More than ever, Guild Wars 2’s story will be venturing out of instances. Even Heart of Thorns’ new profession, the Revenant, is tied deeply to the game’s lore. A heavy armour class, the Revenant works by channelling the spirit of legends – historic figures who will be recognisable to players of the first Guild Wars. There are five legends available, and you can switch between them much like the Elementalist switches between elements. The difference is that legends are more than just a power set. They have a personality, too.
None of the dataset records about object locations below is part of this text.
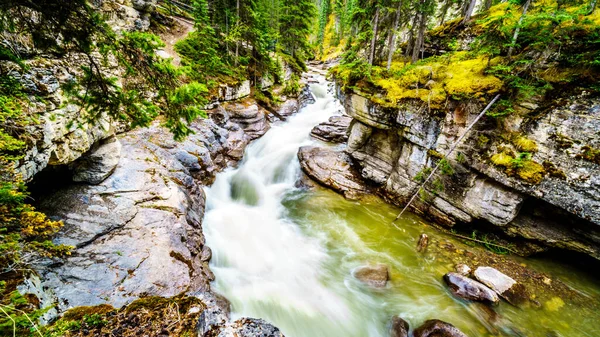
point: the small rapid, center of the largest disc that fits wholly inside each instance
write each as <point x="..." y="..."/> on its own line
<point x="262" y="261"/>
<point x="285" y="254"/>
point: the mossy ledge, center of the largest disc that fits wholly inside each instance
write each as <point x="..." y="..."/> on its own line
<point x="149" y="316"/>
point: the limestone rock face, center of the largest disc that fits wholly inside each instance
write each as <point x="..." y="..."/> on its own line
<point x="502" y="284"/>
<point x="229" y="92"/>
<point x="64" y="134"/>
<point x="399" y="327"/>
<point x="372" y="275"/>
<point x="394" y="148"/>
<point x="469" y="289"/>
<point x="98" y="163"/>
<point x="249" y="117"/>
<point x="138" y="232"/>
<point x="335" y="130"/>
<point x="333" y="169"/>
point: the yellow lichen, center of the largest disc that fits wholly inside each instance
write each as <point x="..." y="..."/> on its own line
<point x="467" y="78"/>
<point x="502" y="159"/>
<point x="434" y="80"/>
<point x="531" y="171"/>
<point x="554" y="304"/>
<point x="525" y="144"/>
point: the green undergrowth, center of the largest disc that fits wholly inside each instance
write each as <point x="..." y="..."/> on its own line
<point x="558" y="46"/>
<point x="520" y="165"/>
<point x="149" y="316"/>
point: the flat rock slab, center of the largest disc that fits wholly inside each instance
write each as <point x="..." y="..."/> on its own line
<point x="469" y="289"/>
<point x="335" y="130"/>
<point x="515" y="293"/>
<point x="437" y="328"/>
<point x="333" y="169"/>
<point x="372" y="275"/>
<point x="398" y="327"/>
<point x="139" y="232"/>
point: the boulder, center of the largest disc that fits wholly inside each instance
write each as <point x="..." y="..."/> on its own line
<point x="513" y="292"/>
<point x="334" y="130"/>
<point x="462" y="269"/>
<point x="466" y="288"/>
<point x="138" y="232"/>
<point x="249" y="117"/>
<point x="399" y="327"/>
<point x="372" y="275"/>
<point x="229" y="92"/>
<point x="306" y="97"/>
<point x="437" y="328"/>
<point x="422" y="243"/>
<point x="144" y="5"/>
<point x="289" y="107"/>
<point x="96" y="165"/>
<point x="358" y="135"/>
<point x="333" y="169"/>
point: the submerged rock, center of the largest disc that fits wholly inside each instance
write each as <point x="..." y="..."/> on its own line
<point x="423" y="243"/>
<point x="399" y="327"/>
<point x="138" y="233"/>
<point x="462" y="269"/>
<point x="96" y="165"/>
<point x="335" y="130"/>
<point x="372" y="275"/>
<point x="469" y="289"/>
<point x="333" y="169"/>
<point x="249" y="117"/>
<point x="515" y="293"/>
<point x="437" y="328"/>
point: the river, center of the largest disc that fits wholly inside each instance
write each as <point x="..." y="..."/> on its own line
<point x="285" y="253"/>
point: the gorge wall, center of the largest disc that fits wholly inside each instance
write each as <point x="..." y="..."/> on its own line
<point x="550" y="199"/>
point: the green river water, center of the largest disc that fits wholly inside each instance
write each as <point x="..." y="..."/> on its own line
<point x="286" y="254"/>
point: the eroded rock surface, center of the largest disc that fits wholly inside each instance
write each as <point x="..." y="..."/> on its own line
<point x="335" y="130"/>
<point x="502" y="284"/>
<point x="252" y="119"/>
<point x="469" y="289"/>
<point x="437" y="328"/>
<point x="138" y="232"/>
<point x="394" y="148"/>
<point x="372" y="275"/>
<point x="398" y="327"/>
<point x="96" y="165"/>
<point x="333" y="169"/>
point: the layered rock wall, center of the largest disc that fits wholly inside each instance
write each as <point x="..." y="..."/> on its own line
<point x="396" y="149"/>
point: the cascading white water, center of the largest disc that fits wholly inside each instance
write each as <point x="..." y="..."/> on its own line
<point x="286" y="254"/>
<point x="262" y="262"/>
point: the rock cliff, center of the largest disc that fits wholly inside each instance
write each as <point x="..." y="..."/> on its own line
<point x="548" y="192"/>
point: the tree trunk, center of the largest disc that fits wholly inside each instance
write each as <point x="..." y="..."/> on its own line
<point x="237" y="24"/>
<point x="373" y="40"/>
<point x="469" y="11"/>
<point x="420" y="37"/>
<point x="592" y="6"/>
<point x="392" y="40"/>
<point x="516" y="35"/>
<point x="411" y="37"/>
<point x="444" y="11"/>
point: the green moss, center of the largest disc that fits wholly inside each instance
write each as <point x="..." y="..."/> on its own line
<point x="434" y="80"/>
<point x="502" y="159"/>
<point x="79" y="313"/>
<point x="590" y="154"/>
<point x="521" y="166"/>
<point x="553" y="171"/>
<point x="531" y="171"/>
<point x="525" y="144"/>
<point x="143" y="317"/>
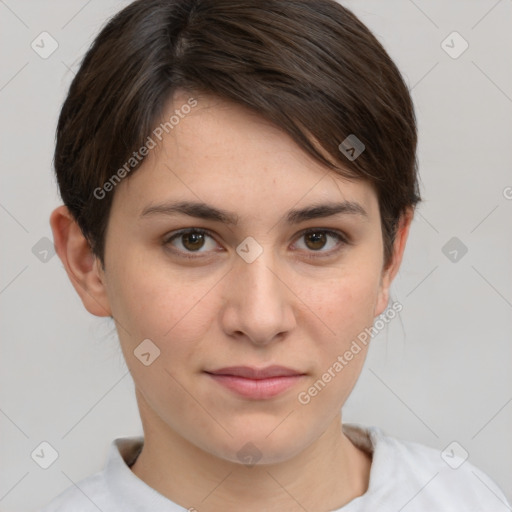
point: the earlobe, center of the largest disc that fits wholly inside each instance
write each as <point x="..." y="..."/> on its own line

The demo provided two such legends and both offered a dramatically different playstyle, changing the healing, utility and elite skills. Taking the power of jovial dwarf king Jalis Ironhammer, I gained more survivability options, more support options and, more crucially than either, giant floating hammers that rotated violently around my character. The other legend, the demon Mallyx the Unyielding, was entirely different. His focus is on status effects, and the more I collected, the more damage my character could output. Even healing works on this principle – providing HP based on the number of conditions my character was carrying. It’s a new way of playing that encourages tactically taking damaging debilities.

Heart of Thorns will also introduce a new Guild Hall system, and new PvP and world-versus-world maps. There are plenty of bullet points in its feature list, but the reason I’m excited is that this expansion lays the foundation for the game’s future. For ArenaNet, it’s not just about the next year of the game’s life, but about the next two, three, four years and beyond. If all goes well, we’re about to enter the next era of Guild Wars 2’s development. As someone approaching 500 hours in its existing incarnation, I couldn’t be happier.